Sobre os modelos de atividades ofertadas, o uso de imagens para pareamento e para reforço visual do trabalho é essencial, de modo que as atividades precisam ser diversificadas e apresentadas perseguindo os mesmos objetivos, porém com estímulos diferentes.
Uma das opões é a elaboração de um portfólio com as categorias, com figuras e imagens das ações, de modo que o aluno possa ir acrescentando novas imagens e palavras (inteiras digitadas – coladas) e possa estudar e consultar o material também.

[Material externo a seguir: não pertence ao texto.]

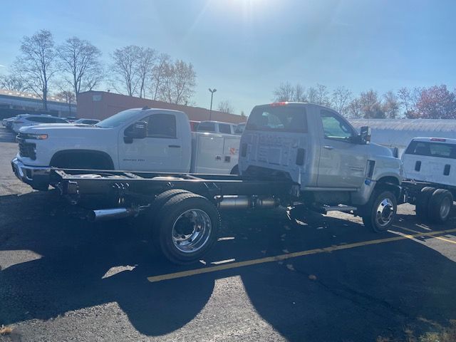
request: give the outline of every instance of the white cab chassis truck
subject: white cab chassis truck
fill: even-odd
[[[402,155],[404,201],[424,220],[444,223],[456,197],[456,139],[415,138]]]
[[[133,130],[134,137],[143,127]],[[13,168],[20,176],[14,161]],[[241,139],[239,175],[169,171],[53,168],[51,182],[94,221],[147,212],[152,241],[177,264],[197,261],[212,246],[219,210],[281,205],[292,219],[305,210],[339,210],[381,232],[393,224],[401,195],[400,160],[369,143],[367,128],[359,135],[335,111],[311,103],[255,107]],[[84,200],[93,197],[105,201]]]
[[[226,174],[237,165],[239,140],[192,133],[183,112],[130,109],[95,125],[21,128],[12,165],[23,182],[41,190],[51,184],[51,167]]]

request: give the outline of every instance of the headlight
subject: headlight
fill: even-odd
[[[48,138],[47,134],[27,134],[26,139],[37,139],[38,140],[43,140]]]

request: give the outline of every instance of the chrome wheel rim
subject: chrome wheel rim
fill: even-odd
[[[207,213],[190,209],[180,214],[172,225],[172,243],[182,253],[201,249],[211,235],[212,227]]]
[[[388,226],[394,216],[394,204],[389,198],[383,199],[377,207],[375,223],[380,227]]]
[[[445,219],[450,214],[450,210],[451,209],[451,201],[448,197],[445,197],[440,204],[440,217]]]

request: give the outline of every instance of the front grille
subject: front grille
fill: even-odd
[[[19,133],[17,136],[17,141],[19,143],[19,155],[30,158],[33,160],[36,159],[35,147],[36,145],[31,142],[26,142],[26,134]]]

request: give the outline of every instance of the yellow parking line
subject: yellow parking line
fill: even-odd
[[[399,227],[399,226],[394,226],[394,227],[395,227],[396,228],[400,228],[401,229],[407,230],[408,232],[411,232],[413,233],[422,234],[423,237],[431,236],[434,239],[437,239],[439,240],[445,241],[447,242],[451,242],[452,244],[456,244],[456,241],[450,240],[450,239],[445,239],[445,237],[434,237],[433,236],[434,234],[432,234],[432,233],[437,233],[437,232],[432,232],[432,233],[426,233],[426,232],[423,233],[423,232],[418,232],[418,231],[416,231],[416,230],[410,229],[410,228],[404,228],[403,227]]]
[[[398,228],[402,228],[397,227]],[[391,242],[393,241],[403,240],[405,239],[413,239],[414,237],[424,237],[424,236],[433,236],[437,234],[452,233],[456,232],[456,229],[441,230],[439,232],[432,232],[430,233],[420,233],[414,234],[411,235],[400,235],[394,237],[388,237],[385,239],[378,239],[375,240],[363,241],[361,242],[355,242],[353,244],[340,244],[337,246],[331,246],[331,247],[324,248],[316,248],[314,249],[309,249],[307,251],[296,252],[294,253],[287,253],[286,254],[276,255],[274,256],[266,256],[261,259],[254,259],[252,260],[246,260],[245,261],[234,262],[232,264],[225,264],[222,265],[213,266],[209,267],[204,267],[202,269],[190,269],[188,271],[183,271],[182,272],[170,273],[167,274],[160,274],[159,276],[153,276],[147,277],[147,280],[151,283],[162,281],[163,280],[174,279],[176,278],[183,278],[185,276],[195,276],[197,274],[202,274],[204,273],[216,272],[217,271],[224,271],[226,269],[237,269],[239,267],[244,267],[246,266],[257,265],[259,264],[265,264],[267,262],[279,261],[287,259],[297,258],[299,256],[304,256],[306,255],[317,254],[319,253],[328,253],[334,251],[340,251],[342,249],[348,249],[351,248],[360,247],[363,246],[368,246],[370,244],[378,244],[385,242]]]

Então ter experiências que insiram palavras no dia a dia é um caminho para continuar ofertando o estímulo de aprender outra língua, assim acontece com crianças, adolescentes e jovens atípicos que se mudam para outro país e aprendem outra língua de forma natural. A prática de introdução de perguntas e respostas num esquema de diálogo também trás engajamento do aluno e possibilidade de aprender outras palavras (que não são substantivos concretos) para começar a compreender e formar frases comunicativas.
Não podemos perder de vista que o acesso a esta disciplina é garantido por lei, tanto quanto às outras, ou seja, ofertamos e adaptamos de modo que o aluno possa ter acesso, ao passo que precisamos ser cuidadosos com os modelos de ensino e com a interferência que isso pode ocasionar na aquisição da leitura na língua pátria, por isso, os modelos de adaptações são tão importantes.
Quanto ao processo avaliativo é preciso pensar fora do modelo tradicional e verificar se este aluno está engajado e interessado nestas atividades. Observamos que está aprendendo quando passa a utilizar essas palavras e frases e, quando demonstra que estes conceitos também estão inseridos no seu repertório de interação e comunicação.